野村誠の作曲日記

作曲家の日記です。ちなみに、野村誠のホームページは、こちらhttp://www.makotonomura.net/

人の相談に応じながら、なんとなく言ったことのメモ

人の相談に応じながら、なんとなく自分が言ったことのメモ。これは、ぼくが自分自身に向けて言っていることでもある。

この作品は失敗だ、このコンサートは失敗だ、このワークショップは失敗だ、と「失敗」と括ってしまうと、それで終わってしまう。でも、どんなことにも、良い(と思える)ところと悪い(と思える)ところがあるはずだ。それを思い返して、良いところは次につなげ、悪いところには修正を加える。そうやって、次の作品、次のコンサート、次のワークショップにつなげていく。

視野が狭くなったり、作品が小さくまとまっていると、もっと色々勉強した方がいいなじゃないかな、と思う。ここでいう勉強というのは、誰かのやり方を習得することではない。色んな人のやり方を知れば知るほど、自分と似ているところ、自分と違うところがはっきりしてくる。そうやって自分のスタイルを明確にするための鏡として、色んな作品を見ることに意味がある。

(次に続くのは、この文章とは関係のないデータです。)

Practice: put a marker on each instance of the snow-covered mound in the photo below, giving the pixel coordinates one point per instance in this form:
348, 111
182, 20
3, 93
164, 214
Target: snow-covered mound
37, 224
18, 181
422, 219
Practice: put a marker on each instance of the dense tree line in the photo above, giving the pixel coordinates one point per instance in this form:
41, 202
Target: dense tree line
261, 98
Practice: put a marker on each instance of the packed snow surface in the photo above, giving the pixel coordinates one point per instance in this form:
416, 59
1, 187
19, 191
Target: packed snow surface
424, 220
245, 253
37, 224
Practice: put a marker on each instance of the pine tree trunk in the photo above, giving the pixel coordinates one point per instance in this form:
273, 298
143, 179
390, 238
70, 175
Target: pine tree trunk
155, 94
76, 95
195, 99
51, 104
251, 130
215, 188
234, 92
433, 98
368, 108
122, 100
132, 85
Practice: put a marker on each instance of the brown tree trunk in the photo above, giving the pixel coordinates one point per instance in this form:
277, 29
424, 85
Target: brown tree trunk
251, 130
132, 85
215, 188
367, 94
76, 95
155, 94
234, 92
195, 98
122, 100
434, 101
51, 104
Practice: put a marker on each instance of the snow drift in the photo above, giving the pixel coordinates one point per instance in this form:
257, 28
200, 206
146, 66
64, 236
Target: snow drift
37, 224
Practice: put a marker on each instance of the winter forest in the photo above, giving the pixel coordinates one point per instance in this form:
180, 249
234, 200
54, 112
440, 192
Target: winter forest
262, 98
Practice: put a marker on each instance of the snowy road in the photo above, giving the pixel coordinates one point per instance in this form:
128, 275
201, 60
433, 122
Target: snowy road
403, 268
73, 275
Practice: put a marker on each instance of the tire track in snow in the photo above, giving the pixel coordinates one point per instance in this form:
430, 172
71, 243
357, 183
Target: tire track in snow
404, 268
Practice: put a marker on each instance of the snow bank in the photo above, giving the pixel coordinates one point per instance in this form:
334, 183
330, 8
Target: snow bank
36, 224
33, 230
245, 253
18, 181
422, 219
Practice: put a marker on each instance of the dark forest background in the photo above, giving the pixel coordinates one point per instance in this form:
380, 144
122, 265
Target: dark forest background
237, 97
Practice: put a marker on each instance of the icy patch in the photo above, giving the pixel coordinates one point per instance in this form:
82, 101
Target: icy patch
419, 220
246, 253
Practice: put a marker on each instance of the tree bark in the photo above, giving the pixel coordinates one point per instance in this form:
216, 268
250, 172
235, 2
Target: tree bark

一体どうなっちゃうんだろう、と不安なことこそ、自分にとって未知の領域、面白い領域のはずだ。だから、踏み込むべきだと思う。でも、未知の領域に踏み込むときは、不安を抱えながら、細心の注意を払いながら、でも、大胆に進む。

背伸びをしたところで、今の自分の等身大から辿り着ける範囲には限界がある。でも、自分がもっともっとやりたい気持ちがある。現実と理想のギャップ。理想に近づいていくには、現実に向き合って、自分の現在の実力を知りつつ、自分の可能性に期待しつつ、どんどん実践をやり続けていくことだと思う。ぼくは、自分が作曲が下手だ、と感じながら、でも、作りたい音楽のイメージがあるから、今の自分にできる最大限で作品を作る。自分の下手さにあきれながら、でも、現時点で最大限に背伸びできたことにも納得しながら、でも、さらにその先をやりたいから、ずっとずっと作品を作り続ける。